As many people are predicting, it’s highly likely that we will wake up the morning after the election and not know who the President is going to be, let alone who controls the Senate. Remember the year 2000? We could be dealing with rounds of litigation, and this is likely to increase volatility. Instead of trying to predict results of the election or anticipate the status of a potential new stimulus bill, the OCIOs that we interviewed are actually looking for that volatility to create opportunities. “Our team is expecting volatility to rise before and after the election and are looking for potential tactical trading opportunities as a result,” says one of the OCIOs we interviewed.
One thing North Pier Search Consulting is hearing consistently from OCIOs and the endowments, foundations, and pensions that they serve is that the public debt markets are a little less interesting than they’ve ever been. The Fed intervention is propping up prices when needed reducing opportunities, OCIOs are not making big bets on the yield curve, and almost without exception more perpetually oriented institutional investors are now looking to the private debt markets as their big foothold for that anchor.

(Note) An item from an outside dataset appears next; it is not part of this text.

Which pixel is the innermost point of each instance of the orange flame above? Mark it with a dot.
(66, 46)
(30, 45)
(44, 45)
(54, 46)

At North Pier Search Consulting, we believe that at some point in time there will be a type of regression to the mean in terms of valuation. It’s unlikely that we’ll continue to see the massive bifurcation between a handful of technology stocks and the rest of the world. If you take a look at the history books, you’ll see that the NASDAQ virtually doubled in 1999, leaving all non-tech and telecom sectors in the dust. The next year in 2000, Russell 1000 growth stocks were down 22% and the small cap value stocks were up 22%. That rotation continued up the following year with Russell 1000 growth stocks going down an additional 12% while small value went up 14%. While there may not be a similar inflection point immediately following the 2020 election, ultimately there is going to be a regression back to normalcy in terms of equity valuations. Whether that means one index goes down much more than the other or one advances at a much greater rate, or we see a 2000/2001 whipsaw reversion of 1999, value will eventually regain the limelight. The question is how and when.
At the end of the day, it will likely come down to the trajectory of the virus. Will we see a big resurgence this winter? We’re certainly starting to see a disconcerting rise in cases, with 14 states experiencing record numbers of COVID-related hospitalizations last week alone. When will we have a viable vaccination? At this point we don’t know. What we can surmise is that once we get through COVID, things will start to normalize. Eventually, traditional valuation sentiment will be reapplied to equities. The question is ultimately how and when.